With exactly one year to go, Beijing is pulling out all the stops for the 2008 Summer Olympics, a sporting event billed as China's coming-out party.
Organizers say the construction frenzy that is reshaping this ancient city is well on track for completion, as are preparations to host more than 10,000 international athletes and millions of spectators during the three-week event.
The opening gala is timed for maximum good fortune, according to Chinese folklore: 8:08 p.m. on 8/8/08. Volunteers are lining up to help China put on a show of national pride and worldly ambition.
But Beijing's choking air pollution and the vagaries of summer skies are threatening to spoil the party. In recent months, a thick haze of auto emissions, swirling dust, and factory smoke has shrouded the city's rising skyline. Official "blue skies" tallies – a somewhat liberal definition of air quality – are running behind target this year. June was the worst month on record in seven years, with 15 days classified as substandard.
Still, that noxious cloud may well be gone by next August, along with the crush of cars that clog the city's roads. Olympics teams have been reassured that China has contingency plans to clear the air and ensure a cobalt-blue backdrop when the TV cameras pan skyward. Among the possible measures are restrictions on private cars, factory closures, and a building ban during the runup to the games.
The inexorable rise in China's car culture, spurred by massive government and private investment in the auto industry, presents a challenge to any clean-air campaign, as well as to ambitious targets to improve energy efficiency by 20 percent within three years. Long after the Olympics crowds leave, many of Beijing's 15 million-plus residents will aspire to own a car.
But having promised to stage a "Green Olympics," Beijing has invested heavily in new subway lines and other mass transit projects that could yield long-term benefits, as well as river cleanups and tree plantings. China is now rethinking its urban transit policies, says Liang Benfan, a professor at the Chinese Academy of Sciences and an adviser on transport to the Beijing municipal government.
Officials from BOCOG, the Beijing organizing committee, say that, despite setbacks, these efforts are paying off: The number of "blue skies" days rose from 100 in 1998 to 241 in 2006.
"Good air quality and blue skies in Beijing are not only important for the opening ceremony, but also for the health of the athletes, the spectators, and the people of the city," Executive Vice-President Wang Wei told a press conference Monday in an upbeat assessment of Beijing's preparedness.
Last year, Beijing ordered a half-million cars off the streets during a six-day summit held with African heads of states. Seen as a dry run for an Olympics shutdown, it cut auto emissions by 40 percent and yielded blue skies and traffic-free streets.
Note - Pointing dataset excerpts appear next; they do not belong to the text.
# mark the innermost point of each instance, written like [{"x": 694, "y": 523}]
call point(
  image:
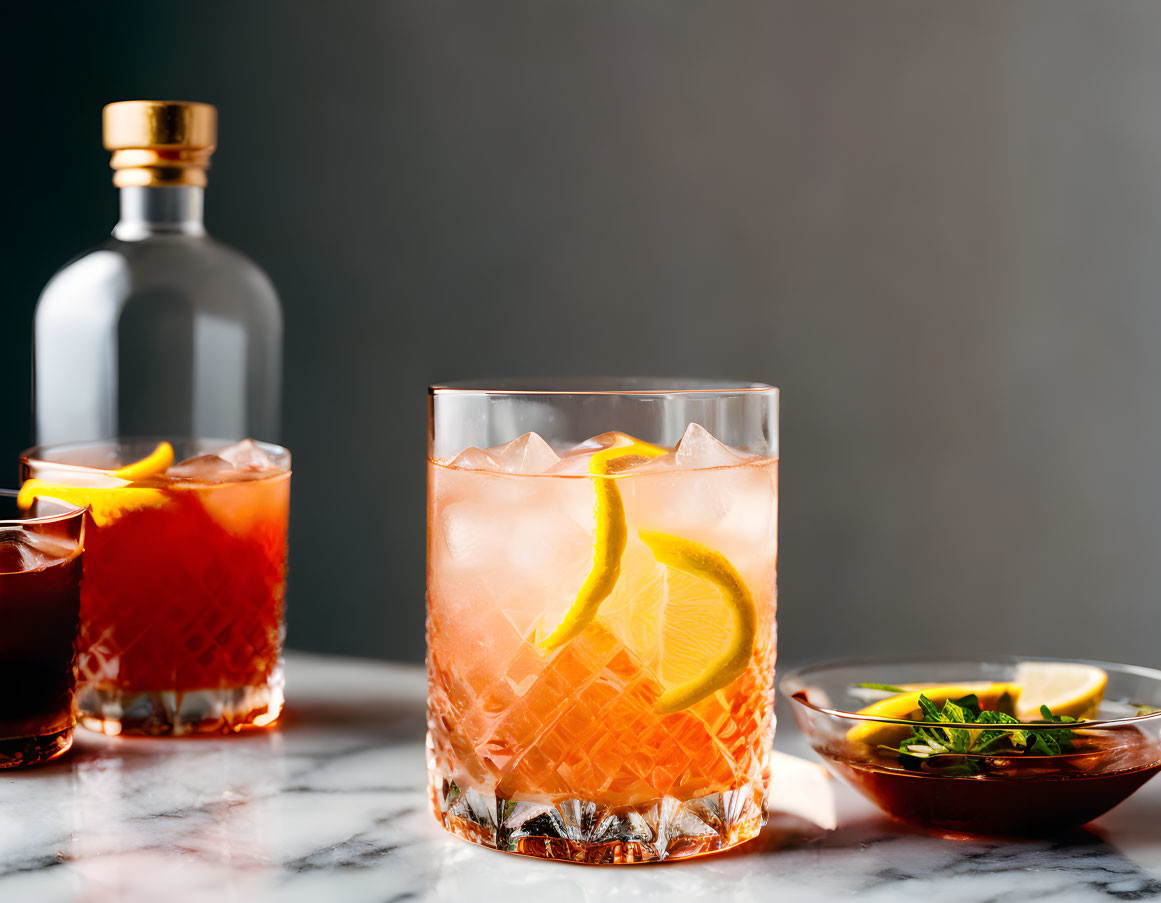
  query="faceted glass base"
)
[
  {"x": 19, "y": 752},
  {"x": 583, "y": 831},
  {"x": 175, "y": 713}
]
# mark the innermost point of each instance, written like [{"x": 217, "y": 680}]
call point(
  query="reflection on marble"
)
[{"x": 332, "y": 807}]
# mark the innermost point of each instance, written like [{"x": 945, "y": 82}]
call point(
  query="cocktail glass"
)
[
  {"x": 182, "y": 601},
  {"x": 600, "y": 615},
  {"x": 40, "y": 598}
]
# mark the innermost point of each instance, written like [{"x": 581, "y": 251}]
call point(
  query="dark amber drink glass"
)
[
  {"x": 40, "y": 598},
  {"x": 182, "y": 601}
]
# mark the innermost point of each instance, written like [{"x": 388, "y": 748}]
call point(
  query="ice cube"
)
[
  {"x": 605, "y": 440},
  {"x": 474, "y": 459},
  {"x": 571, "y": 466},
  {"x": 247, "y": 455},
  {"x": 528, "y": 454},
  {"x": 21, "y": 550},
  {"x": 473, "y": 534},
  {"x": 203, "y": 467},
  {"x": 240, "y": 461},
  {"x": 699, "y": 449}
]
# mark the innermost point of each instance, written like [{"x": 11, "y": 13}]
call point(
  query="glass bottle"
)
[{"x": 160, "y": 331}]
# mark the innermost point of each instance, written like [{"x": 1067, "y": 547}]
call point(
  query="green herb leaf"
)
[
  {"x": 884, "y": 687},
  {"x": 960, "y": 751}
]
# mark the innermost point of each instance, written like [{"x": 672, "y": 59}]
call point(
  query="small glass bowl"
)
[{"x": 1115, "y": 752}]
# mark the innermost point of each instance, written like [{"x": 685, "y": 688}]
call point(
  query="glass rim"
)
[
  {"x": 798, "y": 677},
  {"x": 37, "y": 453},
  {"x": 603, "y": 385},
  {"x": 72, "y": 511}
]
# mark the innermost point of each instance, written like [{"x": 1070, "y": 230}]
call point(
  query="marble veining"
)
[{"x": 332, "y": 807}]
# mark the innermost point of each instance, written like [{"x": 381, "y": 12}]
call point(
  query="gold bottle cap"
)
[{"x": 160, "y": 142}]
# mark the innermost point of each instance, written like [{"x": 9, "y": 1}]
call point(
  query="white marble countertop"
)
[{"x": 331, "y": 807}]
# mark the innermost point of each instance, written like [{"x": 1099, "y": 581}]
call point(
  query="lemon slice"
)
[
  {"x": 106, "y": 503},
  {"x": 156, "y": 462},
  {"x": 608, "y": 540},
  {"x": 711, "y": 565},
  {"x": 906, "y": 707},
  {"x": 1066, "y": 687}
]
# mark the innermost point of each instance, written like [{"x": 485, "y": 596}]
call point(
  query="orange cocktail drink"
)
[{"x": 601, "y": 644}]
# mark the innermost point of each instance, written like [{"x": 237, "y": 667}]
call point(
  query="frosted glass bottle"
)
[{"x": 160, "y": 331}]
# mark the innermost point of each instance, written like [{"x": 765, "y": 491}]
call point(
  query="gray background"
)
[{"x": 937, "y": 226}]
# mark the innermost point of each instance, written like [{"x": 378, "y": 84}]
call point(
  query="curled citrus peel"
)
[
  {"x": 711, "y": 565},
  {"x": 610, "y": 539},
  {"x": 107, "y": 503}
]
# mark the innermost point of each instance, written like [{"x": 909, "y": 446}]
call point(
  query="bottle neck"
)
[{"x": 159, "y": 210}]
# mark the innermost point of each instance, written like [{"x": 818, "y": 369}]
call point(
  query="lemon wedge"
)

Still, says Gilbert Van Kerckhove, a consultant to BOCOG, "I see very little progress [on air pollution]. The situation is very ugly." But, he adds, "during the Olympics, no problem. They'll stop everything for three months, the sky will clear up, and there will be no pollution."
While predictions of clear skies may seem at odds with reality, Beijing and other cities are beginning to turn the corner on air pollution, argues David Dollar, country director of the World Bank, which is funding a slew of environmental projects in China. Sulfur emissions, which used to darken the air during much of the year, have fallen sharply over the past decade as urban households have switched from coal to gas for heating and cooking.
At the same time, though, auto emissions have climbed as more Chinese take to the roads. Beijing has 3 million registered cars, a number expected to reach 3.3 million by next August.
Mr. Dollar says that surveys indicate that urban residents are increasingly willing to bear the cost of tackling pollution amid rising concern over its impact. A joint study by the World Bank and China's Environmental Protection Agency recently estimated that the health costs associated with air pollution were equivalent to 3.8 percent of China's GDP, or $76 billion.
"The Olympics is a one-time event, and it's important. But air and water issues are much bigger than the Olympics," he says.
Some of Beijing's summer smog is seasonal, say experts, stoked by southerly winds and tamped down by fog. Emissions from nearby provinces with heavy industry and coal mines add to the problem. The Olympics construction boom, which should wind down by the end of the year, is also adding dust and grit to the mix. Nearly 10,000 construction sites dot the city, according to state media.
Still, the drive by Beijing's urban planners to promote mass transit over private vehicles is yielding some success, claims Mr. Liang.
One example is a fleet of new buses run on cleaner fuel that cut through traffic along dedicated lanes. Adding fast buses should encourage commuters to leave their cars at home, particularly when the cost of driving is on the rise because of higher gas prices and parking charges. "I don't drive much now. I take the bus. It's cheaper," he says.
Then there's the electric bicycle, a zippier version of the sturdy two-wheeler that once defined mobility in China. "If families go by electric bike, they can travel fast, and they won't buy a car," says Liang.